The Construction Contracts Act was drawn up to help improve the payment process in the construction industry, an issue which has particularly impacted on sub contractors throughout the sector.
Despite being enacted by the Oireachtas and signed into law by the Government in July 2013, the legislation is yet to take effect. The CIF believes the delay in enacting the Bill is damaging the industry, particularly the sub contracting sector and has called on the Government to declare a date for when the industry can expect the legislation to actually start making an impact.
“Four years to the date since this legislation was first brought into the Oireachtas, we still have not received word as to when it will actually take effect,” said CIF Director General Tom Parlon. “That’s despite the legislation being signed into law and passed through the Oireacthas last July. Yet the industry is still wondering when this law will actually begin to have meaning and start making a difference to the industry.

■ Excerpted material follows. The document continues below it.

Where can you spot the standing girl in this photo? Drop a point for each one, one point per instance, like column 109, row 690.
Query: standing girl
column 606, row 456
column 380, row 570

“This legislation is badly needed in the Irish construction industry. We are still seeing payments being held up throughout the sector and this is having a particularly detrimental impact on sub contractors. This law received strong political support from all sides of the political spectrum because it was obvious there was a problem with payments in the industry. So why the Government continues to delay something that will help solve this problem seems bizarre.
“The industry is just looking for clarity from the Government on this legislation. All that is missing is the commencement date. By announcing a commencement date it will give sub contractors and the rest of the industry a timeline to work with. The uncertainty as to when, or if, this legislation will take effect is simply clouding the issue and it exacerbating a problem that the legislation was meant to solve,” Mr. Parlon concluded.